真っすぐに伸びている道の両脇には広い小麦畑になっており、とても発育がよさそうだ。そして遠くにはカブや玉ねぎなどの畑や牛を放牧している草原がある。とても最近まで不作だったとは思えないくらい豊かな土地だ。
「えーっと、どこまで話したかな……。あ、そうそう。リラは母親と一緒に来て、最初はひっそりと細々とやっていたと思ったら、いきなりリラがやっていた農園だけ大豊作になったんだ」
「え、凄いですね」
「本当にすごいよ。でも、もっとすごいのは、秘密にしないでそれを他の農園や近くの農村に無償で教えたんだよ。しかも寒さに強い種もくれた」
「え? 教えたんですか?」
「そうなんだ。昔の飢饉で大変だと思うので……と言って、教えてくれたんだ。おかげで、うちの農村も豊かになった」
老人は「これで孫に、街の学校へ行かせてあげられる」と嬉しそうに語る。だがエルゼやラコンテは【教えた】という行為に驚いていた。そして私も。
基本的に儲かる事は独占したい気持ちになる。普通の人だったら、そうするだろうし、教えたとしても、何らかの対価を要求するだろう。
だがリラは無償でそれを教えて、広めていった。なるほど奇跡を起こさなくても聖女と崇めたくなる気持ちも分かる。
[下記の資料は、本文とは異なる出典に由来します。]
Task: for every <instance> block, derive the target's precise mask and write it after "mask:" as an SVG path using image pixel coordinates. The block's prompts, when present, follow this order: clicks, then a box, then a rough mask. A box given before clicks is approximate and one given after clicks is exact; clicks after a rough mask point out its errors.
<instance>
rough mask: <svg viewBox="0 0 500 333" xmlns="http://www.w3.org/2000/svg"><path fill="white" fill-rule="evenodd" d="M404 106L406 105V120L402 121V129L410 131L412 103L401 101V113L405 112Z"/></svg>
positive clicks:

だがこんな慈悲深い聖女が裁判にかけられるのだろう? エルゼもそれが気になったのか、「何で裁判を起こそうしているのでしょう?」と聞く。すると老人は憎らしい顔で話した。
「ここの領主のグラファ子爵とバスロ牧師のせいだ。子爵はリラの農法や持ってきた種を独占しようと考えていたのだが、その前に教えてしまって独占出来なかったんだ。その腹いせで魔女だと言って、バスロ牧師と結託したんだろう」
「でもやっていることは全知全能の神の教えに反していないぞ。困っている人がいたら、助けないさいって言う教えがあるだろ。むしろ率先してやっていて、教会が聖女認定させた方が良いだろ」
ラコンテが不思議そうな顔で言うと、老人はため息をつきながら話した。